06.11.2004 · Der amerikanische Botschafter in Berlin, Dan Coats, hält eine Lösung des Nahost-Konflikts für möglich. Es gebe moderatere palästinensische Politiker als Arafat, sagte er der Frankfurter Allgemeinen Sonntagszeitung.
Der amerikanische Botschafter in Berlin, Dan Coats, sieht wachsende Chancen für den Nahost-Friedensprozeß in der Zeit nach Palästinenserpräsident Jassir Arafat.
Coats sagte der Frankfurter Allgemeinen Sonntagszeitung: “Das Ende Arafats bietet eine Gelegenheit, im Nahost-Friedensprozeß einen großen Schritt nach vorne zu machen.

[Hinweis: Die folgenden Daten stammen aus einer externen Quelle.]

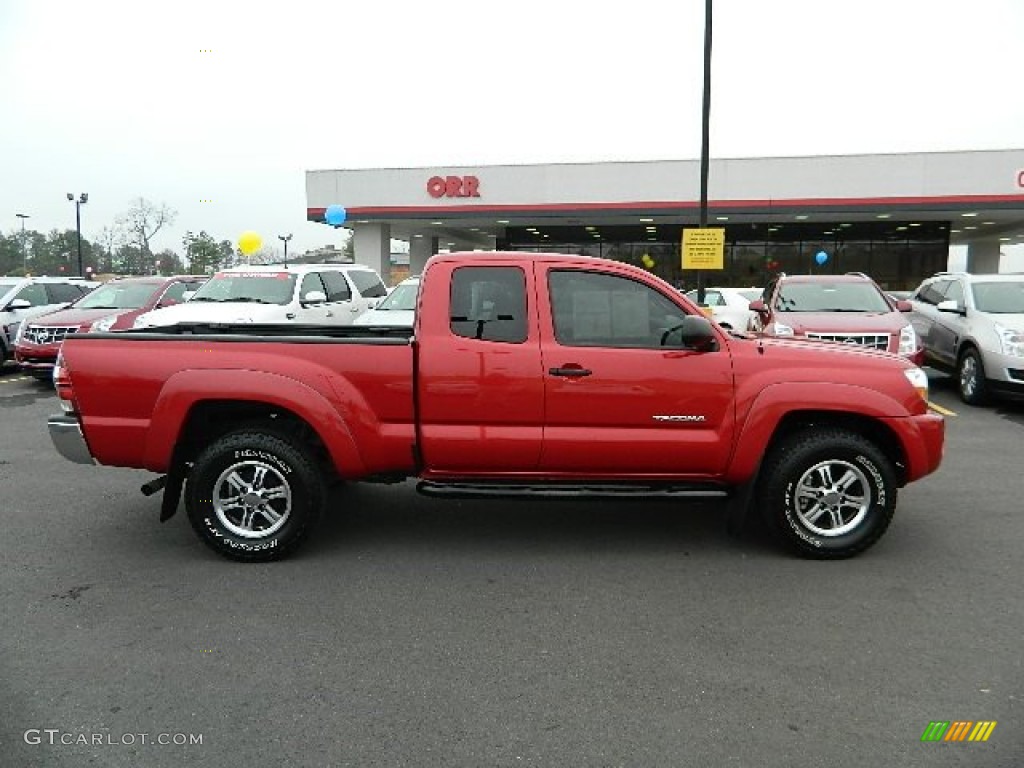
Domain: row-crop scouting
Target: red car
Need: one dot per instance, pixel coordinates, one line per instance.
(846, 308)
(113, 306)
(530, 375)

Es gibt in der Palästinenserführung sehr viel moderatere Politiker als Arafat, es gibt unter ihnen solche, die wirklich eine Lösung des israelisch-palästinensischen Konflikts finden wollen.“
Arafat hat jede Bewegung im Friedensprozeß blokiert
Der Republikaner Coats, der als Kandidat für einen Posten in der neuen amerikanischen Regierung gilt und dessen Amtszeit in Berlin zum Ende des Jahres ausläuft, kritisierte, Arafat habe im Nahost-Friedensprozeß jede Bewegung blockiert.
Coats fügte hinzu: “Vielleicht läßt sich die Initiative des israelischen Ministerpräsident Scharon zum Rückzug aus dem Gaza-Streifen verbinden mit einem Schritt der palästinensischen Seite.“ Wenigstens seien Verhandlungen auf der Basis der Road Map denkbar. Ziel sei dabei die Gründung eines palästinensischen Staates.